Sorry to play the devil's advocate here, SG, but why should we go further in space? 34 years ago we landed on the moon. But what did we gain other than bragging rights? I just don't see space travel becoming economically feasible. I find it kind of ironic that conservatives are always assailing big government but are in favor of billions of fed funding for space exploration. Where in the constitution do we find that? I'm all in favor of space exploration, but get the government out of it and let private enterprise do it. The only federal spending in the space program should be for the sake of national defense.

Warlady
02-03-2003, 08:54 AM
NASA and the military are two of the most successful government programs we have. NASA has done much toward self defense. GPS and spy satellites come to mind.

dajoga
02-03-2003, 09:07 AM
[ QUOTE ]
NASA and the military are two of the most successful government programs we have. NASA has done much toward self defense. GPS and spy satellites come to mind.

[/ QUOTE ]

Hmmm...WL, somehow we seem to be miscommunicating--too early in the morning maybe, but I agree with you here--so I'm not quite sure why you thought I wasn't?

Warlady
02-03-2003, 09:15 AM
Space exploration=missile defense/Star Wars. I don't see how you can be against space exploration. Maybe I'm misundstanding what you're getting at.

**DONOTDELETE**
02-03-2003, 09:36 AM
[ QUOTE ]
Warlady said:
Space exploration=missile defense/Star Wars. I don't see how you can be against space exploration. Maybe I'm misundstanding what you're getting at.

[/ QUOTE ]

Space exploration is crucial. They test cures for diseases as well in space. Also to improve our technology.

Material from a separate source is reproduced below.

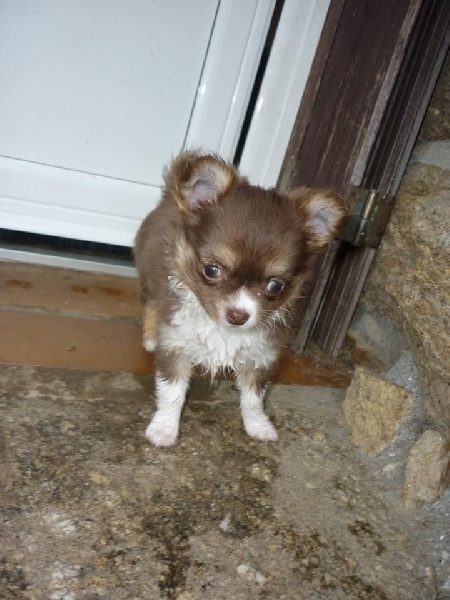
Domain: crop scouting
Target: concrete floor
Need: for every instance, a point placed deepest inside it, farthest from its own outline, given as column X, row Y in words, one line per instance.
column 90, row 510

If we stop, they died for nothing. Keep them alive by keeping their work alive. That goes for every brave human who has died in the risky but neccessary journey into space exploration.
Those crewmembers knoew and understood that they faced nightmares such as being trapped in space, shuttle explosion ect. Yet they continued on.
Their sacrifices will lead us into greatness.
No more funding lowlifes, fund NASA!